Notes, Details, Another Example
The stock market is unpredictable and although the average has always been 7% or better, 7% has never been the actual return that people see – stocks are volatile.
The average return of 7% already includes inflation, so the actual average return is higher and the dollar amount increases you’ll see from investing would theoretically be higher.
Use the Early Retirement Calculator on this site to create other examples and adjust the average return and the safe withdrawal rate.
Notice how the only way to significantly affect your retirement date on the calculator is by raising the percentage of your income that you invest.
Making more money, making less money, adjusting the average return, and adjusting the safe withdrawal rate all have comparably minor effects on when you can retire!

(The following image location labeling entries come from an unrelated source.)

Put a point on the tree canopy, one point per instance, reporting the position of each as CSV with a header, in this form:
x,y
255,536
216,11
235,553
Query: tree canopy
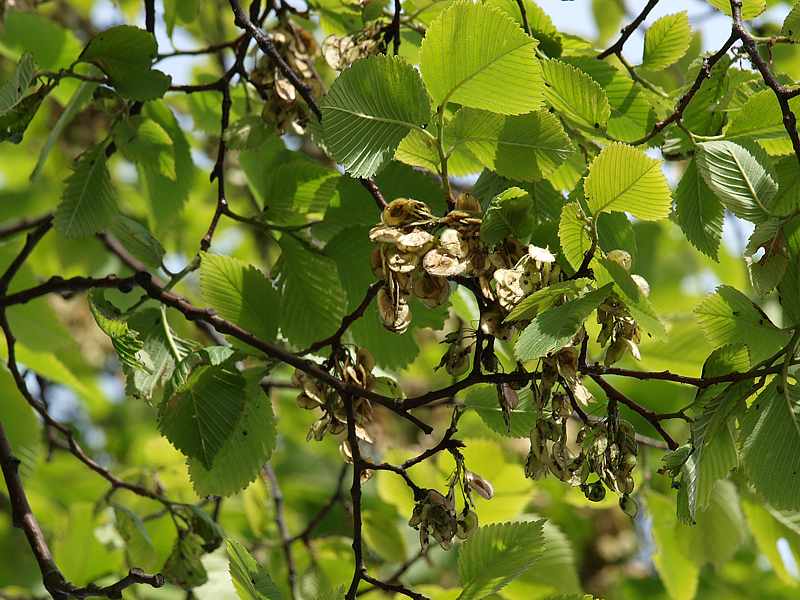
x,y
424,298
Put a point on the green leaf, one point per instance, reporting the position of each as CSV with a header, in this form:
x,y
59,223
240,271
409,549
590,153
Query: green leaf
x,y
772,449
750,8
719,530
13,90
125,340
201,413
166,193
125,54
369,109
251,580
483,400
554,328
699,213
678,574
495,555
626,179
738,179
509,215
241,458
81,96
526,148
137,239
248,133
666,41
89,202
544,298
791,25
240,293
14,123
729,317
312,299
184,566
575,95
500,57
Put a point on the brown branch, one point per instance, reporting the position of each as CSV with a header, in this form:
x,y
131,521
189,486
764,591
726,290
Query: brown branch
x,y
650,416
283,531
782,93
336,338
335,498
24,225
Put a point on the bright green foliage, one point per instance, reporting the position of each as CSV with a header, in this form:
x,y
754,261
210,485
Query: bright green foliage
x,y
508,215
240,293
626,179
666,41
241,457
739,180
125,54
772,449
527,148
495,555
199,414
89,201
251,581
555,327
483,400
729,317
791,25
500,55
13,90
576,95
699,212
382,99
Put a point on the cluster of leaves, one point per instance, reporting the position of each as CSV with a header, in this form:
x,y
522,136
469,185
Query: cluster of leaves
x,y
570,253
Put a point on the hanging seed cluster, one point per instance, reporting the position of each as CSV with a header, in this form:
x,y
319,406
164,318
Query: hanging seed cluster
x,y
352,367
342,51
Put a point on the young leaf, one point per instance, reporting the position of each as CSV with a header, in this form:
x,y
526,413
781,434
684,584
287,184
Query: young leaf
x,y
750,8
554,328
508,215
666,41
699,213
13,90
125,340
312,300
240,293
772,449
201,413
500,56
624,178
496,554
369,109
575,95
89,203
791,25
252,582
125,54
739,180
729,317
241,458
525,148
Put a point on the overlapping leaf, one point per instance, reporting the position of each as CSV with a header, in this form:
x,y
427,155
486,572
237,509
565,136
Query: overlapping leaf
x,y
624,178
500,56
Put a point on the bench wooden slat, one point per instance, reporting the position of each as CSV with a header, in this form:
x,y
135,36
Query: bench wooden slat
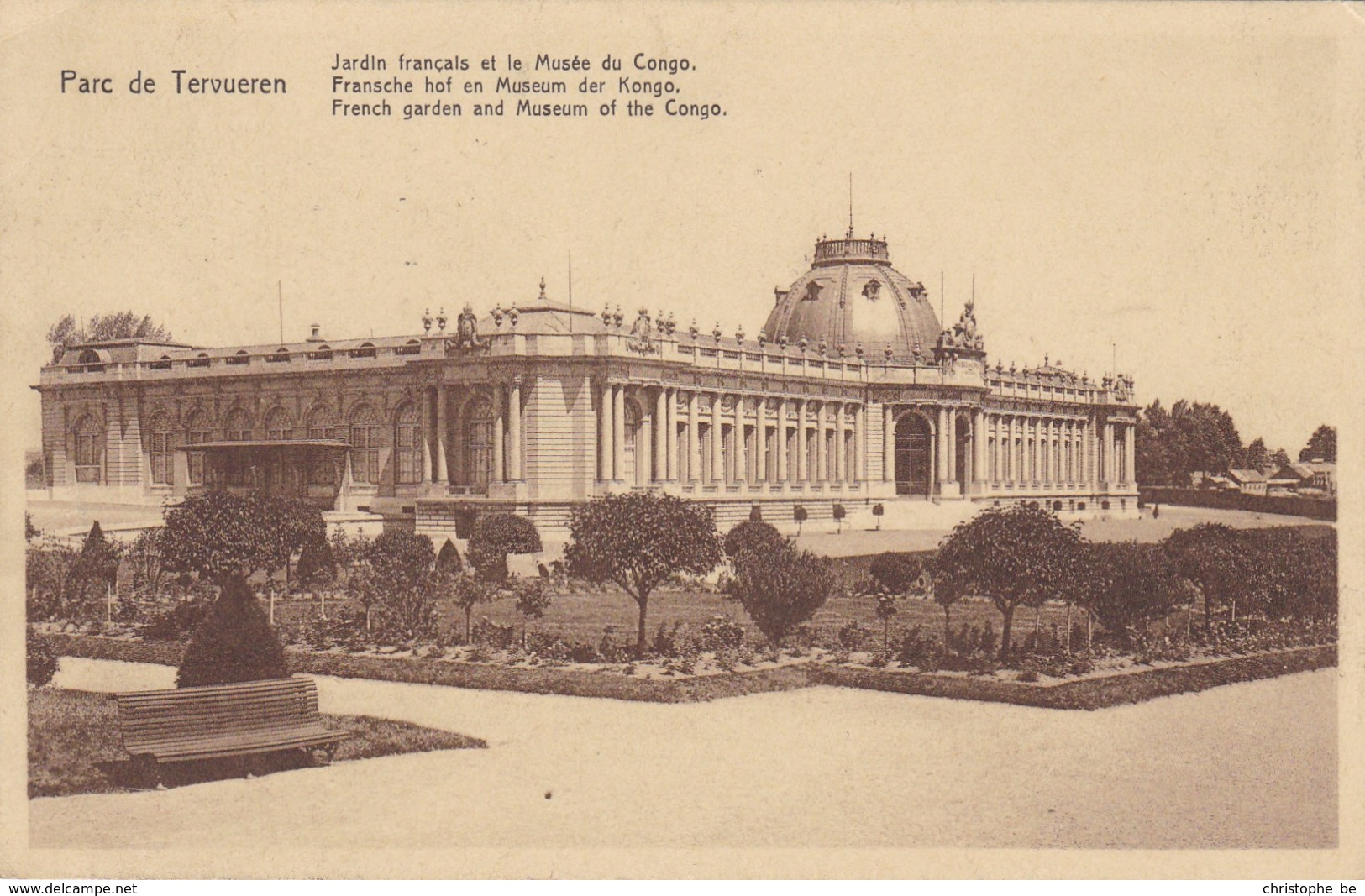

The beautiful and rarely mentioned bonus is this: Once you get to that magic number of having enough invested to be able to retire, any additional money you invest gives you a raise for the rest of your life. It’s not like working at a job where you get paid once and that’s it. When you invest, that money works for you forever. It never asks for better hours, never goes on strike, and always keeps working.
Is This Wealth?
So if you decide to invest 75% of your income and retire in 7 years, is that really wealthy? You do have to live frugaly, after all. Yes. That’s exactly what wealth is. Wealth is not making a bunch of money and then spending it all on non-investments. In fact, living below your means is how most people become wealthy, based on research on millionaires across the United States (see “The Millionaire Next Door”).
Enjoy, Learn, Grow
To summarize, live below your means and invest the rest. Some people need a structured plan, but that’s not absolutely necessary. The key is to explore things in life that are healthy, enriching, educational, and free. Have a game night with friends, take a brisk walk in nice weather, go to a local meetup, go to the library, prepare some meals in advance, write a blog, knit/woodwork/car repair/exercise/start a journal, etc.
Go Forth, Be Rich
Now that you know, it’s up to you. You’re currently on a path to retire in a certain number of years. Will you change that number? Personal improvement books, educational classes, and regular reflection are the best ways to effect the personal change necessary to throw useless consumerism out the window and retire early. Don’t wait for a bankruptcy or some life changing event. In Jeff Olson’s book The Slight Edge, the author explains how much of a difference a little change makes. A small change like reading 10 pages a day of some good books adds up, because 10 pages a day becomes 3,650 pages a year. One small change, done every day, will change your life. The most important step is starting.